Magic 501: Trust of Self
This is always a tricky topic. The consciousness is not terribly helpful for trust. It can be easy to convince yourself that you can convince yourself, that trust is something you can just decide to have. On the same token, it’s easy for ego to inject a ton of things here, too. For instance, the idea that you should trust yourself and should feel guilty or defective if you don’t; that you do trust yourself and are therefore better than people that don’t trust themselves; or that trust is something you just have or don’t have on personal virtue. Ego, as always, does its job of confusing people, making them doubt the wrong things, or in this case defining trust in a way that requires you to get it or understand it outside the self.
If you have to convince yourself, that (false) trust is coming from the outside of the self. The consciousness might think of itself as the whole of the person, but it is a minor part of the soul and easily influenced by a range of other things. You will never be able to talk yourself into something the rest of your soul knows is not true. Trust of self comes from the inside, from the contents of the whole soul. Your whole soul is the only thing that can give it to you, and the only thing that can affirm it in you—nothing coming from the outside ever quite ‘sticks,’ ever really satisfies.

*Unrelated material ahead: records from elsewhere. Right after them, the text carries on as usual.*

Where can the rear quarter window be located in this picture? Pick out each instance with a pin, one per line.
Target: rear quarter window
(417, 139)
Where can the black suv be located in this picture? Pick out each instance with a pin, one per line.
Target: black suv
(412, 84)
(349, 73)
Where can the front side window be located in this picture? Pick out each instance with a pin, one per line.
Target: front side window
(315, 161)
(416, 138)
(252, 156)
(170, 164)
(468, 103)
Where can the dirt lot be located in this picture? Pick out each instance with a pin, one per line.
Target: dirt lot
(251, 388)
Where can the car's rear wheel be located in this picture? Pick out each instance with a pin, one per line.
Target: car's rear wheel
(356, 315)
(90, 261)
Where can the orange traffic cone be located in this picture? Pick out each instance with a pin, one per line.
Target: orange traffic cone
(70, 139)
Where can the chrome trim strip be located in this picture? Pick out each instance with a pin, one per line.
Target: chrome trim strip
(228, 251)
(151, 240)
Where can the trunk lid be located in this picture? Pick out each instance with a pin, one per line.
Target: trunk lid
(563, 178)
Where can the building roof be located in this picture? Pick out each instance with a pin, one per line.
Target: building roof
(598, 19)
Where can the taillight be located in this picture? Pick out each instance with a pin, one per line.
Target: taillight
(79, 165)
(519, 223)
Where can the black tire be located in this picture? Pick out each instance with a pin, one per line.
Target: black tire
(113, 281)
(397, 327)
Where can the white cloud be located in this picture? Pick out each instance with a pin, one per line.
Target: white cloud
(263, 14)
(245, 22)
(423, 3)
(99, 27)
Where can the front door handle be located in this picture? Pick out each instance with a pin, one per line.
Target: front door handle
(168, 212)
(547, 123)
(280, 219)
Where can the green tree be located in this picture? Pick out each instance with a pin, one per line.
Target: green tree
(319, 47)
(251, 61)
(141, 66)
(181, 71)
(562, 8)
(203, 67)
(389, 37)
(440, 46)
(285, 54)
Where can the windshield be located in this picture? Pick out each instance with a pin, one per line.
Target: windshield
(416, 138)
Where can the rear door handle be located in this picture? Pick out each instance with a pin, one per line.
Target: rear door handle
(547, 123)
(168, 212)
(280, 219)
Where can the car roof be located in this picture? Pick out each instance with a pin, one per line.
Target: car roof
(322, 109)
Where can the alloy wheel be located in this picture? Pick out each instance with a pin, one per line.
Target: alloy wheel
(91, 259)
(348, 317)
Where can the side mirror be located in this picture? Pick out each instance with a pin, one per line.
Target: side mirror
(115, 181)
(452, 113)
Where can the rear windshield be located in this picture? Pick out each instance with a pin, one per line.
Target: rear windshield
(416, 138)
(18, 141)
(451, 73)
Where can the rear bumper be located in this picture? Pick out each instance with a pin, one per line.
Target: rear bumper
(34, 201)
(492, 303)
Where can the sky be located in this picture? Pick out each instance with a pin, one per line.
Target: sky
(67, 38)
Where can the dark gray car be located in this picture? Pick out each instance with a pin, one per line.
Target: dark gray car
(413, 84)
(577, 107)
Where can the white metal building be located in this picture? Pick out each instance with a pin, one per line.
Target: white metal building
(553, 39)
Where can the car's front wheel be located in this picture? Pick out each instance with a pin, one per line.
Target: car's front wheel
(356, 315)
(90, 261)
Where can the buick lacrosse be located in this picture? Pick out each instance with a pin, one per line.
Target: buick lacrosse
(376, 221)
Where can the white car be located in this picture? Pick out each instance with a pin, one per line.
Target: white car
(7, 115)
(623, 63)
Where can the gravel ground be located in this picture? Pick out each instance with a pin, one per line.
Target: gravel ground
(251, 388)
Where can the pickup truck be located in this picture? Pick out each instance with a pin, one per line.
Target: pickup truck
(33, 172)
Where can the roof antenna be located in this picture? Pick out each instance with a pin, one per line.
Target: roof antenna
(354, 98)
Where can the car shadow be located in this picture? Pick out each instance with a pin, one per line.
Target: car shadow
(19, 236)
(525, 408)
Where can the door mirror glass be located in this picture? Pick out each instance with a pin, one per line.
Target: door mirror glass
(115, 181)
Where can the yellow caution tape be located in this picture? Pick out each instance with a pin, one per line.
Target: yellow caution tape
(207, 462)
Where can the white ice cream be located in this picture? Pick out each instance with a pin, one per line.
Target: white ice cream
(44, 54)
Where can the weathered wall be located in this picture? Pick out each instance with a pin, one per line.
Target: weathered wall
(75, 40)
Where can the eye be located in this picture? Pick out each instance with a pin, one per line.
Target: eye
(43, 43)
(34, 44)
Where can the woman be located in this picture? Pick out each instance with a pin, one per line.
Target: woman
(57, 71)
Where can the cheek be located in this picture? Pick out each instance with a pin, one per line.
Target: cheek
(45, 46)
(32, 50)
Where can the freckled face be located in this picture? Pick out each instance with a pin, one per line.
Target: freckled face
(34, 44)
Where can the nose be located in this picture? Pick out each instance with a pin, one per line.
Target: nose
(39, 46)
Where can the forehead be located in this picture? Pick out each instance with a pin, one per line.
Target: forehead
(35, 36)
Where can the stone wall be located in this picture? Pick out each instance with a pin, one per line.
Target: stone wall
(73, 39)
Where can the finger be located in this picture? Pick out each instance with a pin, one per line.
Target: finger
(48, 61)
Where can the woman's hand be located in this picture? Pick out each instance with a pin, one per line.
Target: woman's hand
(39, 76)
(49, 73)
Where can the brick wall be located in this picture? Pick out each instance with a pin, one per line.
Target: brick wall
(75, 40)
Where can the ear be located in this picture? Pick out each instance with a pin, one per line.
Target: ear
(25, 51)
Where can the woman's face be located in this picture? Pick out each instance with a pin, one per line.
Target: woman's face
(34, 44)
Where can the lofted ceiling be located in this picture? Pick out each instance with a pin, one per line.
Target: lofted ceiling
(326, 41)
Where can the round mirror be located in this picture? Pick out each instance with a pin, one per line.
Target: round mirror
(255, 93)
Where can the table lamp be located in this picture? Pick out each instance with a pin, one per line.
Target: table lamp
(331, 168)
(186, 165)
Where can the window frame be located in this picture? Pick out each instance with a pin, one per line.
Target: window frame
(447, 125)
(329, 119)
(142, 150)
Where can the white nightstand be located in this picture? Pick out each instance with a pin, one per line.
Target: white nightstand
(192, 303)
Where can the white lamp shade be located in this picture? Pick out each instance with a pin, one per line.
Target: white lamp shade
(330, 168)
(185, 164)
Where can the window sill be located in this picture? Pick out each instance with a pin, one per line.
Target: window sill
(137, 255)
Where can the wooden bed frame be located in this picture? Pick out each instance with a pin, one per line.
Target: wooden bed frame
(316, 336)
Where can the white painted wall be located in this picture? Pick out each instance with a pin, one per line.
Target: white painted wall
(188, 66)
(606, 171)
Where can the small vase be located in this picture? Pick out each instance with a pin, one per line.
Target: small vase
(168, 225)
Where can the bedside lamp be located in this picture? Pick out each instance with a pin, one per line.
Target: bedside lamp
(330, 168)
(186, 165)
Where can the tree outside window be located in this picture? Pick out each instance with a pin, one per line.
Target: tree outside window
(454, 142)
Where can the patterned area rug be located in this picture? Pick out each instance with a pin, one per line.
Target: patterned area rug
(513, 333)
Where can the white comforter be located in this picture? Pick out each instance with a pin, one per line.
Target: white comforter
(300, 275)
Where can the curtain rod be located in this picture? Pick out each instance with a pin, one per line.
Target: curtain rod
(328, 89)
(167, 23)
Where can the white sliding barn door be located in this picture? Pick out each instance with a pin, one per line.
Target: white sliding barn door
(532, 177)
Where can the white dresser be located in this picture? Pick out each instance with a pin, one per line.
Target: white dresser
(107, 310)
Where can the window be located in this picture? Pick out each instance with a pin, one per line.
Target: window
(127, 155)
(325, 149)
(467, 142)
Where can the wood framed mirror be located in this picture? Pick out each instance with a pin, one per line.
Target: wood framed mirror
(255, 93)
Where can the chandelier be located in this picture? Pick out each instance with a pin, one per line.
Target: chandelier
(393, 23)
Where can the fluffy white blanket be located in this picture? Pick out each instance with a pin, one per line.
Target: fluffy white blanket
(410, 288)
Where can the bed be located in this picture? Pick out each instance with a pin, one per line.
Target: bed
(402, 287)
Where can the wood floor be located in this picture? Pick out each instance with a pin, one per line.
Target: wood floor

You will always earn that trust from yourself: that is, your experiences will teach you how trustworthy you are in various contexts. If you see yourself acting as if you are untrustworthy, as if you are faithless or easy to distract, disturb, or prevent from doing what you know to do, you will know yourself not to be worth trusting. If you have a habit of self-sacrifice or betrayal, you will know yourself not to be worth trusting. If you have a habit of betraying others or sacrificing others, you will know yourself not to be worth trusting. If you quit easily, you will know yourself not to be worth trusting.
Whether or not it is intentional, we observe ourselves and get to know ourselves through our actions and choices. This is another place where the consciousness is a minority partner. It is not the consciousness which observes, it is the rest of the soul. The consciousness is just where the result of those observations flow and are reproduced in our actions. If we have observed ourselves to be untrustworthy, that knowledge will be reproduced no matter what the consciousness might say about it.
Trust of self is the result of many, many lessons over many, many lives.
Trust of self has a whole series of magical applications, from being better able to get information from the rest of the soul in the consciousness to being better able to assert magical will. Where intuition, which is what we often call the (initially distressing) inexplicable flow of information from the rest of the soul into consciousness, has been honed, that trust of self becomes part of the reason we can consciously get that information. It also makes us faster to react to circumstance, removing second-guessing and a great deal of the agonizing over decision-making which tends to characterize people in most stages of spiritual development.
And it is how some of the more durably distressing lessons are finished: not in determination or anything the consciousness tries to apply, but in the conviction which the consciousness (or any of the various spiritual entities which influence it) cannot diminish. One just knows, no matter what else is happening, what one is.
You cannot know yourself without trust.